In fact, the government spend on the support for offices in London exceeds by value its support for the Northern Powerhouse cities in Factories, Workshops, Warehouses, Offices and shops combined. Flat rate support continues to favour the capital at the expense of the country, undermining the potential for a Northern Powerhouse.
From April 2017, businesses occupying premises with a rateable value of £12,000 or less will be eligible for 100% relief. At present 100% rates relief is limited to properties with a rateable value of £6,000 or less. We used our database of Business Rates to identify the number of properties that would pay no business rates and to determine how, in England, this relief would be distributed.
In carrying out this analysis we first identified all properties in the major English cities which are currently valued between £6,000, the present maximum value for 100% relief and £12,000 the new ceiling for 100% rates relief. We then examined how this would be distributed using the three major categories of rateable property occupied by small businesses – 1) Factories, workshops and warehouses. 2) Offices and 3) Shops.

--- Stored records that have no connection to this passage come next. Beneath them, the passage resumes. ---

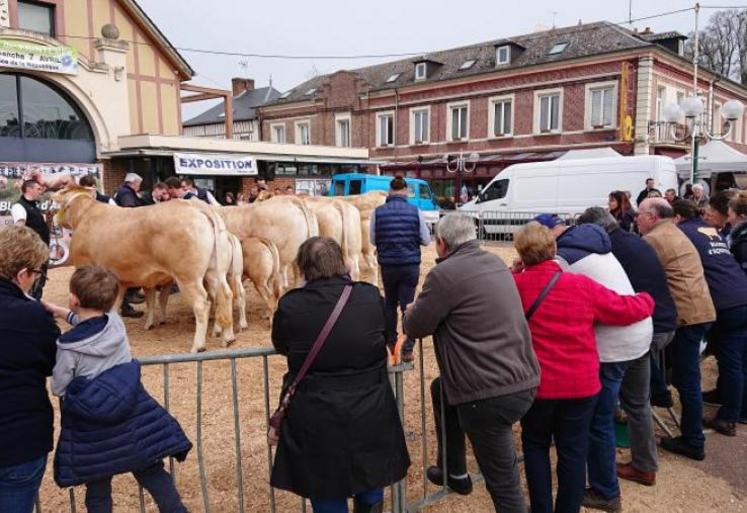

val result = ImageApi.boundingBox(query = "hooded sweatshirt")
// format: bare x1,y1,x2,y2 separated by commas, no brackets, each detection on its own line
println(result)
557,224,654,363
52,312,132,396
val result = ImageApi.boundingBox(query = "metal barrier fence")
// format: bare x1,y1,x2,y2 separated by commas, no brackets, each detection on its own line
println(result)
36,340,490,513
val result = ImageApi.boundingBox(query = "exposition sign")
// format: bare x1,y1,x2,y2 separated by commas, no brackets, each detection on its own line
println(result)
174,153,257,176
0,162,102,267
0,39,78,75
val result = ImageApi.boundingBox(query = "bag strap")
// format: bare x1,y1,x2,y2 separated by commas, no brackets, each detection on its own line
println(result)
524,271,562,321
288,285,353,395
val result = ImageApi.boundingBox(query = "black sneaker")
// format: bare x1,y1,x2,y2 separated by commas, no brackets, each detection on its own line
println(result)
661,436,705,461
581,488,622,513
425,465,472,495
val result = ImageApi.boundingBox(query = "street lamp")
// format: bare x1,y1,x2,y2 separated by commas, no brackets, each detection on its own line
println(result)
444,151,480,206
663,96,744,185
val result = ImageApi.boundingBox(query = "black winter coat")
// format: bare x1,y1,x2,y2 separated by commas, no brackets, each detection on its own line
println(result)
0,279,60,467
271,278,410,499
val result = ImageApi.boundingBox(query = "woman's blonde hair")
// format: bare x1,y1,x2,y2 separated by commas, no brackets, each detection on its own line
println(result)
514,221,557,265
0,226,49,280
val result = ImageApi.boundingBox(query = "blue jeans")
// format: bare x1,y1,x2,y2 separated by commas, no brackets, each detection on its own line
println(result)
0,455,47,513
586,361,631,499
86,461,187,513
311,488,384,513
381,264,420,353
670,323,710,449
521,396,597,513
710,306,747,422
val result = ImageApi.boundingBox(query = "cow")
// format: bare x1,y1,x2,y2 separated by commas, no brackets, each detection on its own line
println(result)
53,186,235,352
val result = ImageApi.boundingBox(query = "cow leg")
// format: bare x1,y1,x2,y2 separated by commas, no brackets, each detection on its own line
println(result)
181,279,210,353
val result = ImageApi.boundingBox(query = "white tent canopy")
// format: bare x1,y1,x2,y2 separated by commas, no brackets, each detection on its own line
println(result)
674,141,747,179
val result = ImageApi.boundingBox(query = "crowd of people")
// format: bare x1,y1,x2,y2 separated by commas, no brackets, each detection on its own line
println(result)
0,174,747,513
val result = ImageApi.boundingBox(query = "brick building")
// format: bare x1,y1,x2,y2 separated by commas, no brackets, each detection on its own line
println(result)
260,22,747,202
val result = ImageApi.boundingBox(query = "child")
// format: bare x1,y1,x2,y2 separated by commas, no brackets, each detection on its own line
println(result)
45,266,192,513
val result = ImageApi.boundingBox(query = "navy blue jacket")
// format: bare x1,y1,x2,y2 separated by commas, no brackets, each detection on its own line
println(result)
677,218,747,312
0,279,60,467
54,360,192,487
374,196,420,265
557,224,612,264
609,228,677,333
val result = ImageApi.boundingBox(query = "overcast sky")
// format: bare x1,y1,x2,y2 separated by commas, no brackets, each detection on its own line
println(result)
139,0,720,117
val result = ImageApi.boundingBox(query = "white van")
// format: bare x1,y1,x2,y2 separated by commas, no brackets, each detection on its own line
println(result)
460,155,677,234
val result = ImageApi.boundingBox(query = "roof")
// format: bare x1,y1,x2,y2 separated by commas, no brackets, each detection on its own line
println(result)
184,86,280,126
273,22,653,105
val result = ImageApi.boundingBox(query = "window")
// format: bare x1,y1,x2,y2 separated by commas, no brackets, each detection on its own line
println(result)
488,96,514,137
459,59,477,70
535,91,561,133
271,123,285,144
376,113,394,146
18,0,54,36
410,107,431,144
296,121,311,144
415,62,428,80
448,103,469,141
586,83,617,130
335,114,350,148
548,42,568,55
495,46,511,65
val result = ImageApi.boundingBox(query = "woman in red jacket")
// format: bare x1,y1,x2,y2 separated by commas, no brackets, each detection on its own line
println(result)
514,222,654,513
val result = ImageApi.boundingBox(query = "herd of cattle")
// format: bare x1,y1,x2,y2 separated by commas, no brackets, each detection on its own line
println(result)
53,186,386,352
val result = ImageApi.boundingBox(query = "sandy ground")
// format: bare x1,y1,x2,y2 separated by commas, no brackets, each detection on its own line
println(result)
36,246,747,513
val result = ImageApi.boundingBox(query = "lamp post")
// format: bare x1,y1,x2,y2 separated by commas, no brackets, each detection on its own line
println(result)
444,151,480,207
664,96,744,185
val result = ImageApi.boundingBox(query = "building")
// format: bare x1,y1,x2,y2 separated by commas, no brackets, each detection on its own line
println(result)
260,22,747,202
183,78,280,141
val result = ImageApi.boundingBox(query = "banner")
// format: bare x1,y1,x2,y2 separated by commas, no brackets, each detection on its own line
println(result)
0,39,78,75
174,153,257,176
0,162,102,267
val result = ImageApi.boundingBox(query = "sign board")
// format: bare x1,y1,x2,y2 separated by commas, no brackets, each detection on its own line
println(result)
0,162,102,267
0,39,78,75
174,153,257,176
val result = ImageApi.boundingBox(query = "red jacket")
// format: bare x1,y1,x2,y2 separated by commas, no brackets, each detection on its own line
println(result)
514,260,654,399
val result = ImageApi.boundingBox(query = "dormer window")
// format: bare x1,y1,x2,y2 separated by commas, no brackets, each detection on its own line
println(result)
548,41,568,55
495,45,511,66
415,62,428,80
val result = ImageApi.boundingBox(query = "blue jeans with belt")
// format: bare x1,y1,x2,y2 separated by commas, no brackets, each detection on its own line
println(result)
0,455,47,513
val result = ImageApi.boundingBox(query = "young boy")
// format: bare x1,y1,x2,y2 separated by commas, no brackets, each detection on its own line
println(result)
45,266,192,513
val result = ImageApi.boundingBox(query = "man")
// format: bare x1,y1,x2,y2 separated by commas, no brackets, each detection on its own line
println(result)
114,173,145,319
10,180,49,300
535,216,653,511
635,178,661,206
672,200,747,436
78,175,117,205
578,207,677,486
636,198,716,460
406,212,539,513
370,176,431,362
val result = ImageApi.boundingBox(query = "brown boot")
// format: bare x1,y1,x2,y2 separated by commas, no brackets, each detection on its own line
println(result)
617,463,656,486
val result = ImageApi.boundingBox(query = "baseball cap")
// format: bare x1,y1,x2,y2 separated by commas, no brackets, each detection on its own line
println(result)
534,214,565,230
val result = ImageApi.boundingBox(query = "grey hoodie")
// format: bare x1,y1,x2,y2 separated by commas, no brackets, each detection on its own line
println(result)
52,312,132,396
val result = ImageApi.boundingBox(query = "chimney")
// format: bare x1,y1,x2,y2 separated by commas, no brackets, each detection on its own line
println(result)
231,77,254,97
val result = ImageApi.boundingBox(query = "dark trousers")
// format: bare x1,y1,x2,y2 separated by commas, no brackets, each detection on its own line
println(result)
86,461,187,513
670,323,710,449
381,264,420,352
521,395,597,513
710,306,747,422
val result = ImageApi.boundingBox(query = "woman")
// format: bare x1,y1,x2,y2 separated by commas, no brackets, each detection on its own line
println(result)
0,226,60,513
271,237,410,513
607,191,635,232
514,221,654,513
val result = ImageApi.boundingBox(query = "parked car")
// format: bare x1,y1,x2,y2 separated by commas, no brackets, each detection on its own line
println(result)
460,155,677,236
329,173,439,224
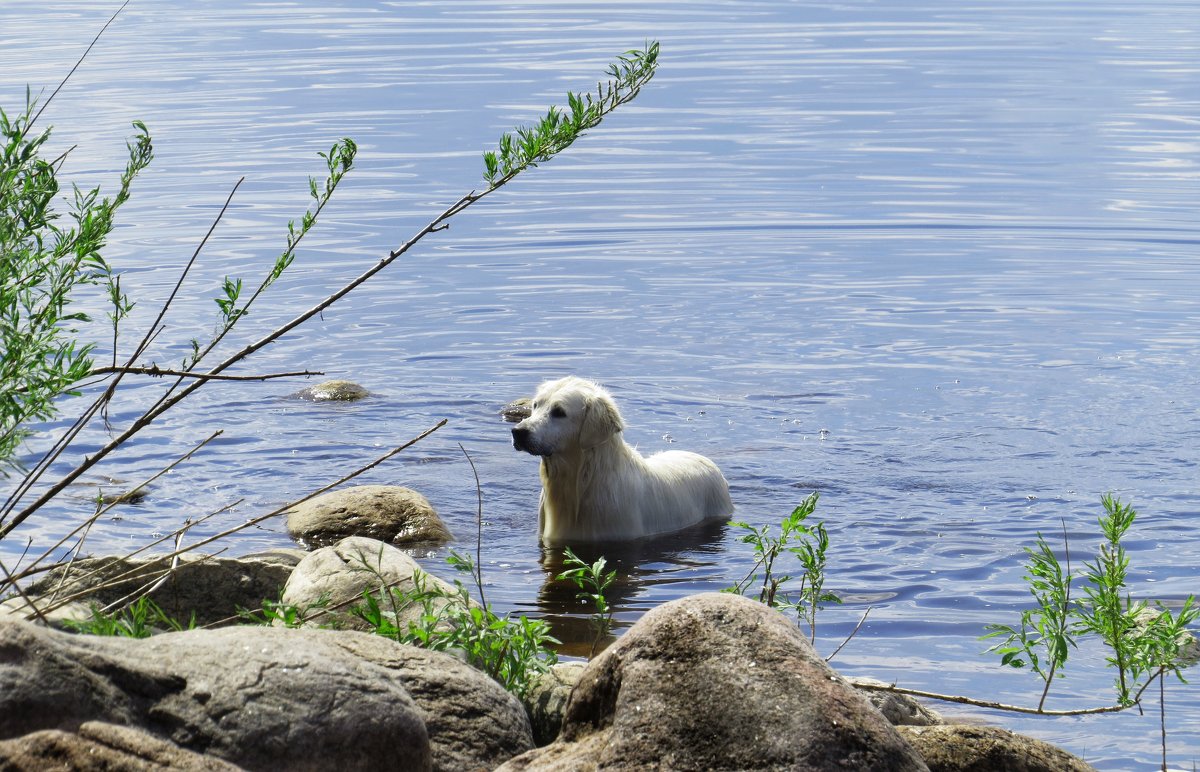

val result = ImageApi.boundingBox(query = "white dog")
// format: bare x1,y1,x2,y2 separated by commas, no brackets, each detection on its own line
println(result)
512,376,733,546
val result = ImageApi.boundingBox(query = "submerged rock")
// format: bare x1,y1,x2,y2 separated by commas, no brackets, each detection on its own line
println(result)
500,396,533,424
11,550,306,624
899,724,1096,772
0,622,533,772
283,537,465,629
0,722,241,772
292,378,371,402
288,485,454,549
846,677,942,726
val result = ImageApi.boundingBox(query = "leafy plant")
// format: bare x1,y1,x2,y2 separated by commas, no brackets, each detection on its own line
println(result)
725,492,841,641
238,594,338,629
984,495,1200,770
64,596,196,638
484,41,659,187
350,556,559,696
558,547,617,659
0,90,154,475
0,34,659,592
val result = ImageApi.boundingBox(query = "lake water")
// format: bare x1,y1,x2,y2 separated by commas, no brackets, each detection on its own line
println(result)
0,0,1200,770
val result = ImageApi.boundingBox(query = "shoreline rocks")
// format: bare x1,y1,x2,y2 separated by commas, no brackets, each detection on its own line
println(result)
0,537,1091,772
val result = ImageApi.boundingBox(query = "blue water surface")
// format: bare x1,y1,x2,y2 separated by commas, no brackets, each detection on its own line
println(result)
0,0,1200,770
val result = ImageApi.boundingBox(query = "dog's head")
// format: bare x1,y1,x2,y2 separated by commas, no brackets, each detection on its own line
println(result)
512,376,625,456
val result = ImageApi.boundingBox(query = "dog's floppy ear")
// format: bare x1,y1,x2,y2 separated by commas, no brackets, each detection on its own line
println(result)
580,396,625,450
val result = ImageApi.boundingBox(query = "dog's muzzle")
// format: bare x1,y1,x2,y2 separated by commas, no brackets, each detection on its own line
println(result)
512,426,546,456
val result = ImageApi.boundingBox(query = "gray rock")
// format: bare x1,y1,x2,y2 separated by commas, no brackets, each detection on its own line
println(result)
0,622,432,770
522,662,587,746
500,593,925,771
5,550,306,624
0,722,241,772
846,677,943,726
293,378,371,402
898,724,1094,772
0,622,533,771
288,485,454,549
337,634,534,772
283,537,465,629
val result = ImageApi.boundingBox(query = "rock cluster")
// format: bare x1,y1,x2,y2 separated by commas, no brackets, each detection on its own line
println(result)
0,538,1090,772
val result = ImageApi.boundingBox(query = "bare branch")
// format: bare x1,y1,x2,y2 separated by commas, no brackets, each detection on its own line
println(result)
854,682,1136,716
88,365,325,381
29,0,130,126
826,606,875,662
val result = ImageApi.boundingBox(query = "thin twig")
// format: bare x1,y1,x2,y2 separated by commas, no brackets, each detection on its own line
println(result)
26,0,131,131
458,442,487,609
85,365,325,381
0,178,245,539
826,606,875,662
0,561,46,623
7,429,224,588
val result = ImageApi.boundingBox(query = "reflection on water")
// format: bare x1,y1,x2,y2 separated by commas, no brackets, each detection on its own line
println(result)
0,0,1200,770
538,522,728,657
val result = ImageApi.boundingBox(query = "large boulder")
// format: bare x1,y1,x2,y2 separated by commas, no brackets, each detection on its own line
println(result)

The results of this analysis are expressed in terms of rateable value removed, not rates payable which are dependant upon the poundage in 2017 and number of other factors. The rateable value of the properties eligible for 100% rates relief does however clearly demonstrate the issues with this form of assistance and the relative level of support enjoyed by the major English cities.
It is clear that the primary beneficiary concerning Rates relief will be London in the Factories, workshops and warehouse category of business properties. Perhaps surprisingly, the relief for London in this category exceeds the so-called Northern Powerhouse cities in total.
When we look at the office sector, and the relative value of the amount of rates relief afforded to London based businesses becomes even more apparent. As might be expected, the level of rates relief in London dwarves the rest of the country in both relative and absolute terms. In fact, London receives more state support by way of increased relief on offices than the next seven largest cities combined. Indeed the level of support is also more than those seven cities receive in total for support of businesses located in factories, workshops and warehouses.
It is the shop’s sector of business rates subsidy arising from the 2016 budget that we can best see the impact of a flat rate approach to providing this support for business. The amount of revenue set aside to raise the rates threshold for those companies located in shops in London exceeds the total value of support for the next seven cities and their shop’s based businesses. In fact, the absolute level of rateable value removed from the business rates for London shops exceeds the entire support package offered to the next seven cities in total for factories, offices and shops, that is in all three categories combined.
If this is a level playing field, it is because the entire field is sloping towards London. It is undoubtedly tough to see any continuity here with the policy to recognise, encourage and support a Northern Powerhouse.
Or perhaps business rates relief isn’t seen as an appropriate vehicle to support small businesses – except the Chancellor says it is.
It is also reasonable to point out that the commercial property market in London’s the only part of England and Wales where property values have risen back to or exceed 2008 levels. Everywhere else market values for a commercial and industrial property have yet to return to 2008 values. A problem that this not only not addressed by the increase in business rates support but exacerbated.
London is favoured, almost absurdly, by the use of this method to provide support for small businesses. The full picture of this disproportionate benefit will not be fully known until the revaluation of business rates is completed and the new rates announced in 2017.
From our model, it would appear highly likely that the disparity of treatment will increase given that London rateable values will rise a good deal more than will be the case in the Northern Powerhouse cities or indeed the rest of England and Wales as a whole.